Primer Name | Sequences | Probes | References |
PemI (Antitoxin) |
pemI_Fow | CAGACGCCCGCAGTATTC | 102/ | This study |
pemI_Rev | GCCGAGATTTCAGCGTTC | 102/ | This study |
PemK (Toxin) |
pemK_Fow | CCGGACGATCGATATGAAAG | 142/ | This study |
pemK_Rev | GTCAGGATGGTGGCCAGA | 142/ | This study |
RecA (Housekeeping gene) |
recA_Fow | GCCGAATTCCAGATCCTCTA | 148/ | This study |
recA_Rev | TCTTTCACGCCGAGGTCTAC | 148/ | This study |
All of the experiments were carried out in a final volume of 20 µL per well (18 µL of master mix and 2 µL of RNA). Each experiment was performed for triplicate. For each strain, the expression of all genes, was normalized relative to the housekeeping gene, recA. Analysis of the control without reverse transcriptase confirmed the absence of DNA contamination.
Infection curve and overexpression of TA system
Infection curves were performed from the transformed strains of K. pneumoniae to study the effect of the induced expression of TA system in phage infection. For that, an overnight culture of the strains was diluted 1:100 in LB-CM-CaCl2, and incubated at 37 ºC at 180 rpm, until the culture reached an early logarithmic phase. At this point, the culture was induced by 1 mM of IPTG, and infected with phages at an MOI of 0.1. The optical density was measured every hour for 6 h, and the number of PFU/mL was determinate at 1, 3 and 6 h after infection by the double-layer method. The control was the strains without phages infection. All curves were performed for triplicate. For the statistical analysis, the Student's t-test with a significance of 95 % was used with the Graphpad (Prism 8) software.
Enzymatic assay using the Cell proliferation Reagent WST-1.

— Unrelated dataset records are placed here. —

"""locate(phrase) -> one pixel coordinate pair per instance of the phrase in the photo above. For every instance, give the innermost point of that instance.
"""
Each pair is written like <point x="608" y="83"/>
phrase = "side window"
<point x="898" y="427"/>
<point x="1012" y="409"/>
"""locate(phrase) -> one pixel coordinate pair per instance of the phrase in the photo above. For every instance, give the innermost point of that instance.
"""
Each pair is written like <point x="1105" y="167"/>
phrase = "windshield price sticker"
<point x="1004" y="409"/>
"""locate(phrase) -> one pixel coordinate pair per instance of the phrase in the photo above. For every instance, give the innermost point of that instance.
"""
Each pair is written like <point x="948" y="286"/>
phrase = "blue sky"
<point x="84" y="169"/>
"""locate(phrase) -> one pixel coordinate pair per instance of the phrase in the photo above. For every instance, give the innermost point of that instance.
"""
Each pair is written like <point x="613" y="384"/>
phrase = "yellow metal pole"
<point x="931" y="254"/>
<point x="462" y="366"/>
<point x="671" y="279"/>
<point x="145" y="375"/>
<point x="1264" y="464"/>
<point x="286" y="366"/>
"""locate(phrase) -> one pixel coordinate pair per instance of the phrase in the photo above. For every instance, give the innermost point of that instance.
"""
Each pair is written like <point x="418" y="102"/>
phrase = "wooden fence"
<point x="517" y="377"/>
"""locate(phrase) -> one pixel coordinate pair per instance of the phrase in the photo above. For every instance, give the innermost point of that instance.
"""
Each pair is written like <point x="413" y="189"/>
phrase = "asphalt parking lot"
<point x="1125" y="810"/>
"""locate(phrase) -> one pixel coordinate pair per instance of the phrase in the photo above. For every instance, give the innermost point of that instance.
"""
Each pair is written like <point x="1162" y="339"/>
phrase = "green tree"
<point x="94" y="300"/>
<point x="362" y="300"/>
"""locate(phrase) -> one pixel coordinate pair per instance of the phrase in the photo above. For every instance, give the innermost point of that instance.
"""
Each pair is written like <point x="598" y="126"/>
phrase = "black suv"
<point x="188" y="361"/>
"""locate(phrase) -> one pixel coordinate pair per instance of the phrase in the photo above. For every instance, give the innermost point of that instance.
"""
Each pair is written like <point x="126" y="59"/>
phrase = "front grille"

The metabolic activity of the transformed strains ATCC®10031TM-pCA24N, ATCC®10031TM-pCA24N (pemK/pemI) and ATCC®10031TM-pCA24N (pemK) after 2 h of infection with the phage vB_KpnP-VAC1 was analysed using a colorimetric enzymatic assay based on the water soluble tetrazolium salt (WST-1) reagent and electron mediators (Roche, Mannheim, Germany). Tetrazolium salts have become some of the widely used tools in cell biology for measuring the metabolic activity of cells ranging from mammalian to microbial origin48,49. Briefly, the cultures of the transformed strains were incubated at 37ºC at 180 rpm, until the culture reached an early logarithmic phase. At this point, the culture was induced by 1 mM of IPTG and infected with the phage vB_KpnP-VAC1 at an MOI of 0.1. After 2 h of infection and two washing, the culture cells (OD600nm = 0.1) were put in 96-well polystyrene plate (Corning Incorporated, NY, USA) and 10 µL/well of the reagent was added. After 1 h of incubation at 37 ºC without shaking and 10 min with shaking (180 rpm), the optical density was measured at OD480nm. In all cases controls were the transformed strains without phage infection. The OD480nm of the medium culture (LB) in the presence of WST-1 reagent was used to normalize all data. All experiments were performed in triplicates. For the statistical analysis, the Student's t-test with a significance of 95 % was used with the Graphpad (Prism 8) software.